Pementasan ini mengisahkan kehidupan masyarakat pinggiran yang terjebak dalam kemiskinan dan ketidakadilan sosial. Tokoh-tokohnya bukan figur heroik, melainkan orang-orang biasa yang duduk di bangku kayu, berbagi makanan seadanya, dan berbincang tentang hari esok yang tak pasti. Dalam beberapa adegan, tokoh-tokoh perempuan tampak memegang pincuk daun berisi makanan sederhana, menghadirkan detail yang dekat dengan kehidupan nyata dan menyentuh sisi kemanusiaan penonton.
Judul “Matahari di Sebuah Jalan Kecil” terasa relevan sepanjang pementasan. Matahari dihadirkan sebagai simbol harapan yang selalu ada, tetapi sering kali terasa jauh dari jangkauan mereka yang hidup di bawah tekanan ekonomi dan sosial. Meski demikian, pementasan ini menunjukkan bahwa harapan tidak pernah benar-benar padam. Ia hadir dalam keteguhan para tokohnya untuk bertahan, dalam kerja keras, dan dalam keheningan yang sarat makna.
Melalui Jagat Rasa, mahasiswa PBI Unsoed angkatan 2023 tidak hanya menghadirkan sebuah pertunjukan seni, tetapi juga membuka ruang refleksi sosial. Drama ini memperlihatkan bahwa sastra dan teater mampu menjadi medium kritik sosial yang halus namun mengena. Ketimpangan dan ketidakadilan justru terasa lebih kuat ketika disampaikan melalui kisah manusia-manusia kecil yang dekat dengan kehidupan sehari-hari.
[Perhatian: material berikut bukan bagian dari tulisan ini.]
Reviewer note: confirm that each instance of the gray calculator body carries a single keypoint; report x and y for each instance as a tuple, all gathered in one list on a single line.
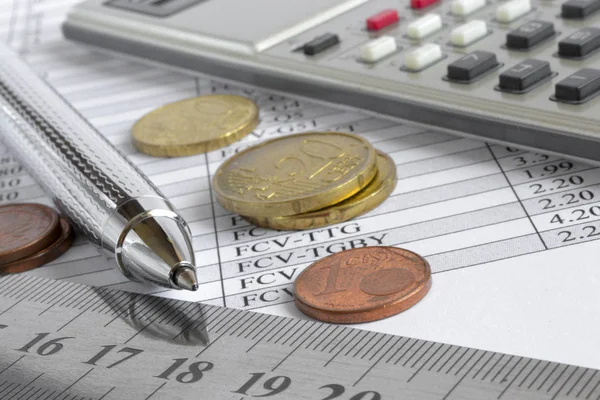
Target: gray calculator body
[(264, 43)]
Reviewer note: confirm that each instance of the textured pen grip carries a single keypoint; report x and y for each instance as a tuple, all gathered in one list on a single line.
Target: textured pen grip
[(87, 177)]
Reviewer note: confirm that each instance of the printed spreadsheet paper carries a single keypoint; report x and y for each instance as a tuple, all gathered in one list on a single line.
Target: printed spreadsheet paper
[(510, 235)]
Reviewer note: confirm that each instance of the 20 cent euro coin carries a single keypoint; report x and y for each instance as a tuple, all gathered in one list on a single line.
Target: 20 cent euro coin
[(295, 174)]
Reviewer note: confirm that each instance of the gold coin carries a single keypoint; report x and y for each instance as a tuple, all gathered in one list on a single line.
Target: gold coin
[(194, 126), (295, 174), (364, 201)]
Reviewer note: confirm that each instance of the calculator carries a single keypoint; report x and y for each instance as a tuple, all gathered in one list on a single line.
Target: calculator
[(518, 72)]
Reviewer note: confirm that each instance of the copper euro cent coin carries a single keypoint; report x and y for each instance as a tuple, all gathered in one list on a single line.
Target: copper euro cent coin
[(26, 229), (46, 255), (362, 285)]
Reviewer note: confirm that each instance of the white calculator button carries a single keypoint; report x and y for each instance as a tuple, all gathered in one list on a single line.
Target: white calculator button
[(512, 10), (466, 34), (378, 48), (424, 26), (466, 7), (422, 57)]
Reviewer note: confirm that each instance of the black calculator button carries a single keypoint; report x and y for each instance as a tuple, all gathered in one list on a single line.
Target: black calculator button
[(320, 43), (578, 9), (579, 86), (524, 75), (471, 66), (579, 44), (529, 34)]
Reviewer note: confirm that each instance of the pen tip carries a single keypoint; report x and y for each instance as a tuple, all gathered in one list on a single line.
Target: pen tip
[(185, 277)]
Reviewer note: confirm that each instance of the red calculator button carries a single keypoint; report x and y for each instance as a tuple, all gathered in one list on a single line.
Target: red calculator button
[(422, 3), (382, 19)]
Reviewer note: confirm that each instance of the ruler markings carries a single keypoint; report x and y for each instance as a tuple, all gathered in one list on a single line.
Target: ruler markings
[(373, 365), (529, 373), (62, 301), (293, 351), (557, 380), (71, 320), (546, 365), (267, 331), (230, 319), (513, 380), (457, 361), (585, 371), (149, 308), (309, 325), (107, 393), (548, 377), (77, 381), (254, 324), (153, 393), (7, 289), (11, 307), (383, 347), (218, 318), (502, 367), (287, 328), (422, 366), (291, 332), (19, 284), (209, 345), (372, 347), (41, 295), (27, 394), (564, 384), (466, 362), (414, 342), (453, 388), (112, 309), (326, 337), (341, 339), (398, 349), (513, 368), (239, 324), (593, 389), (356, 333), (360, 338), (315, 337), (501, 356), (13, 363), (456, 349), (367, 341), (302, 338), (412, 354), (224, 322), (203, 321), (418, 360), (464, 365), (258, 320), (26, 386), (263, 325), (12, 386), (169, 308), (311, 335), (448, 347)]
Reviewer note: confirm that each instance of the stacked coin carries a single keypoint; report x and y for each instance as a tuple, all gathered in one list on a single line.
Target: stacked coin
[(197, 125), (305, 181), (31, 235)]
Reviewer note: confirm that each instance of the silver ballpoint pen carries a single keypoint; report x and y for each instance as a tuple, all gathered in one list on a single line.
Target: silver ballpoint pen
[(103, 195)]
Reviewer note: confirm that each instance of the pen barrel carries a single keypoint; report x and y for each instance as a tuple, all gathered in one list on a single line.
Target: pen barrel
[(92, 183)]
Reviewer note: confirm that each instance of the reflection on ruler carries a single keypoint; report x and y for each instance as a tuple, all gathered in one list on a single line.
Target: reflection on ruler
[(60, 340)]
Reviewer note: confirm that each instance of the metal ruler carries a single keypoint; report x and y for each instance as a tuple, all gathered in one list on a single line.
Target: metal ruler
[(64, 341)]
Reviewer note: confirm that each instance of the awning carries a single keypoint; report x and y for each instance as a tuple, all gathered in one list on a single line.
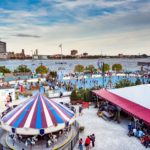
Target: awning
[(127, 105)]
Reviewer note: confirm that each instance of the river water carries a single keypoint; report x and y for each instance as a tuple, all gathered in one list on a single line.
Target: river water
[(68, 66)]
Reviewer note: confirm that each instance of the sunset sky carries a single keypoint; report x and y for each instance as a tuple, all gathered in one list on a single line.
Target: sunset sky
[(94, 26)]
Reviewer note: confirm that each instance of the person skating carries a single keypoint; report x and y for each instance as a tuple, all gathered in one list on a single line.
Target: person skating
[(81, 144), (92, 137), (87, 143)]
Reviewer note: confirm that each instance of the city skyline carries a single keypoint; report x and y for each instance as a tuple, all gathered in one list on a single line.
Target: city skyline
[(92, 26)]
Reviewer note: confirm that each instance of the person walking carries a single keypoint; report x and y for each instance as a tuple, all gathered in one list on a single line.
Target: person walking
[(87, 143), (81, 144), (80, 110), (93, 139)]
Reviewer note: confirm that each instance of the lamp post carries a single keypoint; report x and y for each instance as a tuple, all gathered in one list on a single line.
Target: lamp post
[(101, 67)]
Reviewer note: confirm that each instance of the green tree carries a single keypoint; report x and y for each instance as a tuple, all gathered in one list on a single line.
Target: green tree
[(52, 74), (105, 67), (22, 68), (90, 69), (4, 70), (79, 68), (124, 83), (117, 67), (75, 95), (41, 70), (138, 81)]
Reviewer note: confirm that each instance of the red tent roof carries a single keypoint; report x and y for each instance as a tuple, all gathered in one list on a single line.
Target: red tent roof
[(131, 107)]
Ketika lampu panggung akhirnya padam dan tepuk tangan menggema, cerita tentang kehidupan di jalan kecil itu tidak serta-merta berakhir. Pementasan ini meninggalkan jejak perenungan tentang kehidupan, tentang ketidakadilan, dan tentang harapan yang terus menyala, bahkan di ruang hidup yang paling sempit sekalipun.